La formula è quella della staffetta, ispirata alla tradizione della fiamma olimpica. A essere passato di mano in mano non è un semplice testimone, ma uno striscione che raccoglie dieci proposte politiche dedicate al ciclismo e alla mobilità attiva.

L’obiettivo è chiaro: chiedere ai governi di inserire il trasporto ciclistico in modo sistematico, misurabile e verificabile all’interno degli impegni climatici nazionali presentati durante le conferenze delle Nazioni Unite sul clima.

La dimensione internazionale si intreccia con quella locale. Lungo il percorso vengono organizzati eventi pubblici, proiezioni di documentari, incontri con i cittadini e laboratori dedicati agli studenti, che imparano anche le basi della manutenzione delle biciclette.
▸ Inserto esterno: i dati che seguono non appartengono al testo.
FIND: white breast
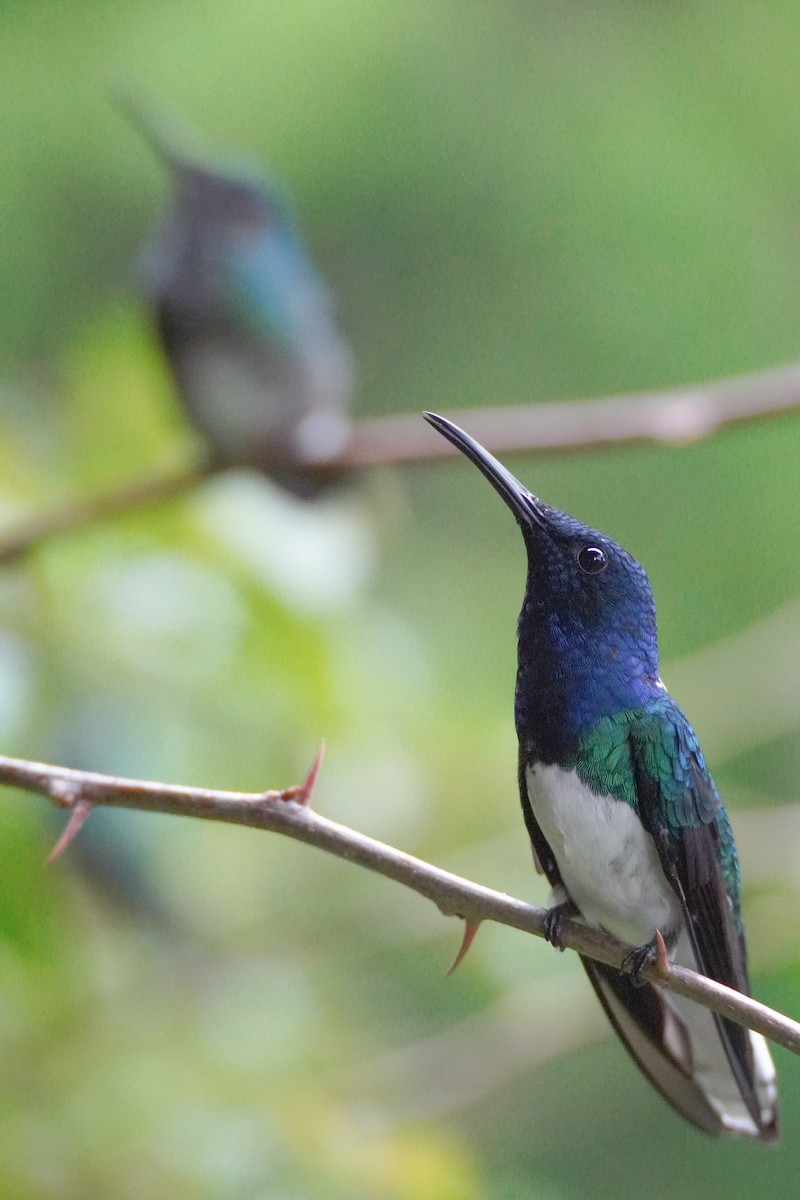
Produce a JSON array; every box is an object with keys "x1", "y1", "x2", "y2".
[{"x1": 525, "y1": 764, "x2": 682, "y2": 946}]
Le tappe, generalmente comprese tra i 50 e i 70 chilometri, sono aperte a tutti e diventano occasioni per scoprire i territori attraversati e creare nuove relazioni tra comunità diverse.

L’Italia avrà un ruolo strategico. Dopo i risultati raggiunti nel 2025, quando sono state raccolte dodici lettere d’impegno sottoscritte da amministrazioni locali come le Regioni Veneto e Friuli Venezia Giulia e i Comuni di Gorizia, Ferrara, Bologna, Firenze e Viareggio, la nuova edizione punta a rafforzare ulteriormente il coinvolgimento delle istituzioni.

Gli obiettivi sono quattro: aumentare il numero delle amministrazioni che sottoscriveranno gli impegni per la promozione della ciclomobilità, rafforzare la collaborazione tra associazioni e cittadini, organizzare eventi di sensibilizzazione e coinvolgere anche i più piccoli attraverso la raccolta di disegni dedicati alla mobilità sostenibile.

Un ruolo centrale sarà svolto da associazioni come Fiab e Legambiente, chiamate a consolidare una rete territoriale sempre più ampia. La penisola sarà attraversata da due percorsi distinti.

Il primo, da ovest a est, partirà da Susa il 20 agosto e raggiungerà Trieste il 5 settembre, attraversando città come Torino, Milano, Bergamo, Brescia, Verona, Vicenza, Venezia e Udine.

Il secondo, da nord a sud, prenderà il via da Padova il 19 agosto e seguirà la costa adriatica fino a Bari, passando per Ferrara, Ravenna, Cesenatico, Pesaro, Ancona, Pescara e Manfredonia, per poi proseguire verso i Balcani.

La vera sfida della Cop31 Bike Ride, però, non riguarda i chilometri percorsi. Il messaggio è molto più profondo: la bicicletta non deve essere considerata soltanto un mezzo ricreativo, ma una componente essenziale delle strategie climatiche del futuro.

In un momento in cui le città sono chiamate a ridurre le emissioni, migliorare la qualità dell’aria e ripensare gli spazi urbani, questa lunga pedalata internazionale ricorda che la transizione ecologica passa anche attraverso gesti semplici e quotidiani.

E forse è proprio questa la lezione più importante della Cop31 Bike Ride: cambiare il mondo non significa necessariamente andare più veloci, ma scegliere una direzione diversa.